In August 2018, People’s Daily Online reported that Hu Xiaoming, President of Alibaba Cloud at the time, announced that Chongqing is set to become the largest smart city in Asia. In Hu’s announcement, made at the Computing Conference 2018 in Chongqing, he said that Alibaba would support the city’s development and digitisation with its cloud, artificial intelligence (AI), Internet of Things (IoT) and blockchain technologies. Of the smart features that these technologies are enabling, of particular importance is the smart parking management system powered by both cloud and AI tech. The system revolutionises parking in the city, enabling drivers to locate the nearest available space and pay relevant tolls quickly and seamlessly, cutting congestion.

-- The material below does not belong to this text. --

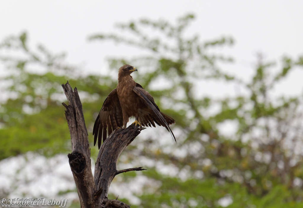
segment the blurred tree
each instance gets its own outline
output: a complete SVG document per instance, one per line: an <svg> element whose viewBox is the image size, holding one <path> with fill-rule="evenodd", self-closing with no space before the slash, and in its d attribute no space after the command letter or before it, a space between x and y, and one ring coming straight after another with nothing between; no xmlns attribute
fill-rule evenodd
<svg viewBox="0 0 303 208"><path fill-rule="evenodd" d="M232 45L233 39L203 41L189 35L187 27L194 18L188 15L174 24L142 19L117 24L123 36L119 31L90 37L148 51L150 55L130 60L110 58L110 67L116 72L126 63L137 67L144 76L136 81L176 120L173 130L177 145L159 139L164 131L157 128L156 133L128 148L120 163L148 170L122 176L123 181L140 175L152 182L135 194L141 200L138 207L303 207L302 98L272 95L275 86L303 65L303 57L283 57L277 72L271 70L279 67L259 56L246 83L220 67L232 58L214 52ZM89 132L100 104L117 84L109 77L80 76L76 68L64 64L63 54L52 55L41 46L33 51L27 40L23 33L0 45L13 54L0 56L8 71L2 78L8 98L0 108L2 158L29 150L48 155L69 150L67 126L60 124L65 124L60 84L66 80L82 93ZM15 55L16 50L25 56ZM45 72L30 71L37 64ZM209 80L236 83L245 92L220 99L197 96L199 82ZM165 87L154 87L159 83ZM232 135L220 130L229 123L236 127Z"/></svg>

TechNode reported that, in April 2019, Chongqing became the host of China’s first autonomous police car. Dozens of the vehicles, approximately a sixth of the size of a regular vehicle, patrol areas of the city between 12am and 5am, using LiDAR, 5G, facial recognition, an emergency button for citizens in distress and more cutting-edge tech to boost civilian safety. Aimo, the developer of the vehicles, began as a startup in Hong Kong and has now relocated its headquarters to Chongqing. The government has permitted autonomous vehicle testing on the city’s streets, potentially laying the foundations for Chongqing to be a worldwide hub for the burgeoning technology.